Weather can pose challenges for exercising outdoors. Whether walking or cycling, it’s always a good idea to keep your eye on it. If air temperature is too cold, your breathing will become more difficult; that can also happen if the temperature is too warm. Try to exercise during the mid-to-late morning or late afternoon on most fall days when temperatures are usually moderate. 

Poor Air Quality can directly affect your health and ability to breathe. If officials announce that the air quality is poor to moderate because of pollution, you might want to remain indoors until it improves. 

Begin Gently. When you are just starting out, walk or cycle only as far as you can be certain of returning safely. You might also consider walking or cycling on paved, level surfaces until you gain more strength and endurance. 

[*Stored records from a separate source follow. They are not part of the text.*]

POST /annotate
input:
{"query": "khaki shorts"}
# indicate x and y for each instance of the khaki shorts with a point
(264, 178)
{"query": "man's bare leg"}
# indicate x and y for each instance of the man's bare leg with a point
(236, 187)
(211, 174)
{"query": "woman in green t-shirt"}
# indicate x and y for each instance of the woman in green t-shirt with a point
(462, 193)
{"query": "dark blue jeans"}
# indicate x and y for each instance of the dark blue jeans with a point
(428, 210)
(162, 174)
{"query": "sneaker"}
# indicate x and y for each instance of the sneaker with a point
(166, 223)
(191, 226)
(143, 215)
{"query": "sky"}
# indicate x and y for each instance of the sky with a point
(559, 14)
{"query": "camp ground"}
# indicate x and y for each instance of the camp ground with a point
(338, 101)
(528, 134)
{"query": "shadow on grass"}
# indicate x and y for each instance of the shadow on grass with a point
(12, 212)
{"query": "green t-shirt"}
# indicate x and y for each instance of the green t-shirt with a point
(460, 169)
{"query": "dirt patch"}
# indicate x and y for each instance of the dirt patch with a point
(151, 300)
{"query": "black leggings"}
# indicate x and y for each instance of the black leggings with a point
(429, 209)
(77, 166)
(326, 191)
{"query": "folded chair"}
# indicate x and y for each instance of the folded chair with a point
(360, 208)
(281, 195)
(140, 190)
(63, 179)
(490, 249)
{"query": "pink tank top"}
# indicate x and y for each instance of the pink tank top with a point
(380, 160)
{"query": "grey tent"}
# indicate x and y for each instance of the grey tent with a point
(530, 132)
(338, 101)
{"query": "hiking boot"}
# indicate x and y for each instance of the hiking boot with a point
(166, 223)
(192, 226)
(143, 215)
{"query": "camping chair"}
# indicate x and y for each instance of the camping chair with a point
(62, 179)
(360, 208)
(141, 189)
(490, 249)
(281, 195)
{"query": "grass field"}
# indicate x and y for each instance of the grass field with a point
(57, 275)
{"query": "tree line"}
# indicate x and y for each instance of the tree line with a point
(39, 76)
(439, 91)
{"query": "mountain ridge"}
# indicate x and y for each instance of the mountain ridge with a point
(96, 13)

Plan Ahead. If you are able and inclined to hike in wooded areas, there are likely many trails to enjoy nearby. Knowing what to expect—length of a trail, degree of difficulty, availability of facilities, access restrictions enforced during the COVID-19 pandemic—is especially important here. State and government run parks and nature preserves often provide maps and other information on their websites. AllTrails (https://www.alltrails.com/) provides helpful information nationally (some of their services are paid). 

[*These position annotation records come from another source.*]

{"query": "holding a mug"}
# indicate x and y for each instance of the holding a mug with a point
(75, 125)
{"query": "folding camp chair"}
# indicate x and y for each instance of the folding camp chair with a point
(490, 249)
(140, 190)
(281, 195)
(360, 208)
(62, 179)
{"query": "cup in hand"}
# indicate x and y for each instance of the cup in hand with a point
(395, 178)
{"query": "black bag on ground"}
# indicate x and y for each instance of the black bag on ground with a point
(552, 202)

Stretch before and after you exercise. As beneficial as walking, cycling, and other exercise can be, stretching muscles and tendons before and after exercising can prevent harm. Athletes know this well, and most stretch during warm up and cool down periods to prevent cramping and to preserve flexibility. The Canadian Lung Association has published a helpful PDF guide to stretching for all types of exercise; you can download it here: https://bit.ly/33xXNmg.   

Have Fun!  

Getting outdoors nourishes us as human beings. Going for a walk allows us to enjoy the colorful leaves in the fall, a cool breeze in the evening, the songs of birds in the morning. Nature can heal both the spirit and the body. On conscious and unconscious levels, we respond positively to such experiences. 

In addition, part of the fun involves setting and achieving realistic goals. Depending on your current level of fitness and activity, noticing improvement in your COPD symptoms might take some time. But the improvement will come, especially if you engage in activities that you enjoy. 

Now’s the time to get out and enjoy some fresh air while improving your health at the same time.